In The Media

Canadian submarine, patrol aircraft ready to enforce North Korea sanctions: expert

by Levon Sevunts (feat. Rob Huebert)

January 15, 2018

The Canadian military is likely to deploy one of its four submarines and up to two long range maritime patrol aircraft if asked to help the international community enforce United Nations sanctions against North Korea, says a Canadian military expert.

Canada’s top soldier Gen. Jonathan Vance said in an interview with the Globe and Mail on Friday that the Royal Canadian Navy has the capability to help enforce UN sanction against the regime in Pyongyang if such a request were ever made at Tuesday’s foreign ministers summit in Vancouver co-hosted by Ottawa and Washington.

Rob Huebert, an associate professor in the Department of Political Science at the University of Calgary and a senior research fellow with the Centre for Military and Strategic Studies, said he believes Gen. Vance, Chief of Defence Staff, is referring to HMCS Chicoutimi, a Victoria-class submarine that left its base in Esquimalt, British Columbia, sometime in mid-September for the Asia-Pacific region.

The issue of naval interdiction will be high on the agenda of the summit of foreign affairs ministers from countries that sent troops to fight in the 1950-53 Korean War under the United Nations Command, as well as representatives from the Republic of Korea, Japan, India and Sweden, Brian Hook, Director of Policy Planning at the U.S. State Department, told reporters last week.

“We continue to explore all options to enhance maritime security and the ability to interdict maritime traffic, those transporting goods to and from the DPRK that support the nuclear and missile program,” Hood said, referring to the North by its official name, Democratic People’s Republic of Korea.

HMCS Chicoutimi would be a very useful asset for any international naval force deployed to interdict ships suspected of transporting embargoed goods to and from North Korea, Huebert said.

Any naval task force assigned to enforce the sanctions would need to be protected against the threat of North Korean submarines, which the regime in Pyongyang used successfully to sink a South Korean navy corvette killing 46 sailors in March of 2010, Huebert said.

“Submarine is a weapon of stealth,” Huebert said. “The best defence against a submarine is another submarine.”

‘Indication of resolve and strength’

If the foreign ministers meeting in Vancouver decide to really show the international community’s commitment to enforcing the UN sanctions, deploying submarines to protect the naval task force would also be an “indication of resolve and strength,” Huebert said.

“If you have a multi-force submarine force, what you’re saying back to the North Korean is, ‘If you escalate, we have the forces in theatre ready to respond,’” he said.

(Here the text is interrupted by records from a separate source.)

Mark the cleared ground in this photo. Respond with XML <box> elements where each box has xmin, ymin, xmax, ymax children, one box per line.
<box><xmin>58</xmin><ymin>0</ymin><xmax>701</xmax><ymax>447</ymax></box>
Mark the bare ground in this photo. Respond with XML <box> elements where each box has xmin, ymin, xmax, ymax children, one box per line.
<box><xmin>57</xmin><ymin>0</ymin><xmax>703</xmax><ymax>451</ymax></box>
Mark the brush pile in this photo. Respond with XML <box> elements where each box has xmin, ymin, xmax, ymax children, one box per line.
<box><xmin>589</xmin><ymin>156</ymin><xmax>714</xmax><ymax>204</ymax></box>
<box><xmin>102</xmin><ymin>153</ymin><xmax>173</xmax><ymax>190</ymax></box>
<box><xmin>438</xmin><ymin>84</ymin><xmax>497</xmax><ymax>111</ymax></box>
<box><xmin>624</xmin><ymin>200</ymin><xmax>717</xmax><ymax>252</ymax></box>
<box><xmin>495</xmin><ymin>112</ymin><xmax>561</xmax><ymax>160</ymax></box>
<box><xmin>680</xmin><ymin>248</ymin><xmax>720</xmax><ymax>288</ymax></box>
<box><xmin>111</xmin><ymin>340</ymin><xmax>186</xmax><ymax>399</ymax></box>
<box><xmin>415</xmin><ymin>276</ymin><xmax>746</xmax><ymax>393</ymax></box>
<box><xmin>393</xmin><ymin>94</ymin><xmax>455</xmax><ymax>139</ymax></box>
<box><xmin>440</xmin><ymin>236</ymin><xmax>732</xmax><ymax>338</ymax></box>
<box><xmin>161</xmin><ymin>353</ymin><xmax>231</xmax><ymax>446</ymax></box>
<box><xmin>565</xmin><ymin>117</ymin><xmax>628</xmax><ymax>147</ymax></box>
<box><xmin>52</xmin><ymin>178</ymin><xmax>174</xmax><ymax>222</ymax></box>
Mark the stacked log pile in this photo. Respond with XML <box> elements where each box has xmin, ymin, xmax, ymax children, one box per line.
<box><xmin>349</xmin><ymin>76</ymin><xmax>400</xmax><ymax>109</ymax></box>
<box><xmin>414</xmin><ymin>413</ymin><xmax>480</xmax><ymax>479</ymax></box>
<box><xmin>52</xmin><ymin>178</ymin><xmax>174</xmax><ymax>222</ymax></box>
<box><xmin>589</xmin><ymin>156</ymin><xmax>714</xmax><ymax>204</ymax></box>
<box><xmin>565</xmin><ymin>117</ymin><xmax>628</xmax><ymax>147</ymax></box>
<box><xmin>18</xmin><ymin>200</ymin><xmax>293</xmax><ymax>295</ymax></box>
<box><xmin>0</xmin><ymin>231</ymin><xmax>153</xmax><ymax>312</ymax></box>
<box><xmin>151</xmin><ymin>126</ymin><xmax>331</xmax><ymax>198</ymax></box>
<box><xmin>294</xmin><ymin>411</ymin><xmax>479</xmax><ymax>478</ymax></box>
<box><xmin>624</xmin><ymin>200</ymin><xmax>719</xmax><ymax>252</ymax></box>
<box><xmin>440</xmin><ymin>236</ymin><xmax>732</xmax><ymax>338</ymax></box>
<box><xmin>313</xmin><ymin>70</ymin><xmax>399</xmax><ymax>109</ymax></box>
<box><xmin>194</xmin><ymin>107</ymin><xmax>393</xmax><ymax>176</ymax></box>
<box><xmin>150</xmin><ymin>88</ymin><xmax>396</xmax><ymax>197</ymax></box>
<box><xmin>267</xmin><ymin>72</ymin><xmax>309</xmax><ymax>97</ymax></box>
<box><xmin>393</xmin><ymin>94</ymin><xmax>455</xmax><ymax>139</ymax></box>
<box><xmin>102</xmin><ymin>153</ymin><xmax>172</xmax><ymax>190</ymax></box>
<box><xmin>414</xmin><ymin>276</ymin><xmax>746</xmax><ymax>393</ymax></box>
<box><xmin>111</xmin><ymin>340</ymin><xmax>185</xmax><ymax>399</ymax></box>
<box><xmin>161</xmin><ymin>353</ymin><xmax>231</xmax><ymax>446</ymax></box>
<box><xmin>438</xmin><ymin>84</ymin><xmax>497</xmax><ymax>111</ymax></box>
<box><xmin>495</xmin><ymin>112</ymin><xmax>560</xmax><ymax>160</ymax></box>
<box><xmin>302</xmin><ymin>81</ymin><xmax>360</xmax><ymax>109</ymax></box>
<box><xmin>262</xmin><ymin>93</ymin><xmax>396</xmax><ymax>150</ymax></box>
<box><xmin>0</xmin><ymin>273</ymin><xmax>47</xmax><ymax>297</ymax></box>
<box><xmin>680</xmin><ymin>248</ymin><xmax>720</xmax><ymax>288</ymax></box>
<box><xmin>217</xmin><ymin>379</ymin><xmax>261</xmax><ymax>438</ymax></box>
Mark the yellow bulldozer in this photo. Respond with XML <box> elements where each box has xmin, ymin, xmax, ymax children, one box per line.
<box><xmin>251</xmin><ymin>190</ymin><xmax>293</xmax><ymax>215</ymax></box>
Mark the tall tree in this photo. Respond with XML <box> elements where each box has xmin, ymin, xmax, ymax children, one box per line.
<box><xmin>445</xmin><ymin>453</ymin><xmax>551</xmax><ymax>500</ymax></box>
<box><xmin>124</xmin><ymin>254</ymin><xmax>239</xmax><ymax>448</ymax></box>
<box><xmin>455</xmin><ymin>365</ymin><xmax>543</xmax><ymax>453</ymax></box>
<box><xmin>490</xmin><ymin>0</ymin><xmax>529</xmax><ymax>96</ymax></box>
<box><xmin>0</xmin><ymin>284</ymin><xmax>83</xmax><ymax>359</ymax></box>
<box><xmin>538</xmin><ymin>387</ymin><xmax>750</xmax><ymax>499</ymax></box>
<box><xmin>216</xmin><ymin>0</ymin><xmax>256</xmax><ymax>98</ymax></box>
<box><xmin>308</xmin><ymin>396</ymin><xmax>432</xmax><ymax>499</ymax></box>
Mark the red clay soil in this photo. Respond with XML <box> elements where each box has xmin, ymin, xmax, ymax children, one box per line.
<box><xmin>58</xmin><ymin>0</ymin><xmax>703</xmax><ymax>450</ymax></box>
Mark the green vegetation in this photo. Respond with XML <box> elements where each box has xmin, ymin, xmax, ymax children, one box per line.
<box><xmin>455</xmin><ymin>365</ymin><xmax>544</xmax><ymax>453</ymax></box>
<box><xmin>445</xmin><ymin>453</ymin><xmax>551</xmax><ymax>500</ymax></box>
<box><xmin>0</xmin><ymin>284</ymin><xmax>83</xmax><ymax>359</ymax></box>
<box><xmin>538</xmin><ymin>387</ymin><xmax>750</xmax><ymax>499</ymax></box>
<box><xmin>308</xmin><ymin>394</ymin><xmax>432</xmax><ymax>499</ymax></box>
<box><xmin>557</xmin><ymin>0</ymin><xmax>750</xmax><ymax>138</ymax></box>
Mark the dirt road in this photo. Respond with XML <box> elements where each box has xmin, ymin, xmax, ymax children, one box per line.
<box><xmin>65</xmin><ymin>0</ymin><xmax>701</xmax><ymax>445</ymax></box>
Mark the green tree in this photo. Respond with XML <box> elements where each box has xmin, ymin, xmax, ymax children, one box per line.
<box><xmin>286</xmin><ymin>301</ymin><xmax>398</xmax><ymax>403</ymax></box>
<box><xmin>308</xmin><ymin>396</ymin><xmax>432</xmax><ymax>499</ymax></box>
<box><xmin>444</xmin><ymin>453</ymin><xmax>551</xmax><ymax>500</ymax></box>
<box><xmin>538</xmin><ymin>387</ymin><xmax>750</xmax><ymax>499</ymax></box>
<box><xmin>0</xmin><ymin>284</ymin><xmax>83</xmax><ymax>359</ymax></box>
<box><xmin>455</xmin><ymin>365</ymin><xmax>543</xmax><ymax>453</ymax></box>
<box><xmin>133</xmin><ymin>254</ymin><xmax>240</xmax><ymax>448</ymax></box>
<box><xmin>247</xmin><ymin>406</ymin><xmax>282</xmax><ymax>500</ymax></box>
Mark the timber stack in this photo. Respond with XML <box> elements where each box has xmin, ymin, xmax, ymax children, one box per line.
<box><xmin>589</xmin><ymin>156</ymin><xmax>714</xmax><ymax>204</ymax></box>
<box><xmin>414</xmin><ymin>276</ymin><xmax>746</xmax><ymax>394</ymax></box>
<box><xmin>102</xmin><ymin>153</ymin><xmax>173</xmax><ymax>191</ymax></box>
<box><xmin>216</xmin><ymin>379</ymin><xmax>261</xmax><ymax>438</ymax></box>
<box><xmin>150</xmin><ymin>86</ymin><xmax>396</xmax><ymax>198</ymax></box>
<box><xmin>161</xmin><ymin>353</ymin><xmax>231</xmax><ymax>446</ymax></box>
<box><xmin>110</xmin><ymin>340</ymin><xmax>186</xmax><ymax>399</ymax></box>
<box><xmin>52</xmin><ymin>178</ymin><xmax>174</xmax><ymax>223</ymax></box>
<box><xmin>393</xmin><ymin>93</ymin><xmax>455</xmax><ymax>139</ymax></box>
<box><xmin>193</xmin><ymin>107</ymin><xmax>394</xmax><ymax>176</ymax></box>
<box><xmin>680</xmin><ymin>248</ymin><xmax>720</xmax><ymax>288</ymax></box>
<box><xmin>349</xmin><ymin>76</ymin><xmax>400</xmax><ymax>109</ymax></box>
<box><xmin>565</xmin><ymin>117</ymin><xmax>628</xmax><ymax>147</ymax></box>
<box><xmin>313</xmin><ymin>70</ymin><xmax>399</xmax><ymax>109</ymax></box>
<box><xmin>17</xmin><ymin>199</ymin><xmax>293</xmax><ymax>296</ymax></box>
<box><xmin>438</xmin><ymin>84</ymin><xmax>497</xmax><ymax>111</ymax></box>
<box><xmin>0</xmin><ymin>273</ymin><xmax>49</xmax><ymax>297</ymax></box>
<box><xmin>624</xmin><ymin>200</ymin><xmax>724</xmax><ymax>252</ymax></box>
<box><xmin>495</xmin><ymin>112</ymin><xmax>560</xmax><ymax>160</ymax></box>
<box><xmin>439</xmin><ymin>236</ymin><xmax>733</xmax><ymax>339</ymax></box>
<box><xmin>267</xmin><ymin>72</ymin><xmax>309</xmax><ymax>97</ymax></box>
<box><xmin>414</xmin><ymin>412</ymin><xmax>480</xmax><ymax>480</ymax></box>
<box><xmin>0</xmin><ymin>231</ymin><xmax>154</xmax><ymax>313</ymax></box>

Canada could also offer to send one or two of its CP-140 Aurora long-range maritime patrol aircraft to be based either out of South Korea or Japan, Huebert said.

However, Canada would be limited in its ability to send surface vessels to the region because it doesn’t have and replenishment vessels to support the operation of its frigates that far from Canadian shores, Huebert said.

“We would have to be sailing them with the Americans to get any surface vessels over there,” Huebert said.

China and Russia unhappy

While both Russia and China have supported the recent UN Security Council sanctions against Pyongyang, the two countries, particularly China, worry that instead of making Pyongyang more compliant, tightening of the sanctions could drive the North Koreans over the edge.

Both China and Russia have slammed the meeting in Vancouver as counterproductive.

Both countries also want to limit U.S. and allied military presence in the region and the potential of having dozens of additional navy warships from various U.S.-allied nations trying to interdict North Korean vessels so close to the main Russian and Chinese ports in the Pacific is not an idea that either Moscow or Beijing cherish.

Russian Foreign Minister Sergey Lavrov told reporters on Monday he considers the Vancouver ministerial meeting to be “unhelpful.”

“As you may know, Russia and China have a joint initiative for transition from confrontation to a political settlement of the problem that emerged on the Korean Peninsula,” Lavrov was quoted by TASS. “For a start we suggest everybody should calm down and freeze any confrontational actions, in the first place, military activities, be it missile launches, nuclear weapons tests or large-scale exercises, which the United States has held and still holds in the region jointly with the Republic of Korea and Japan.”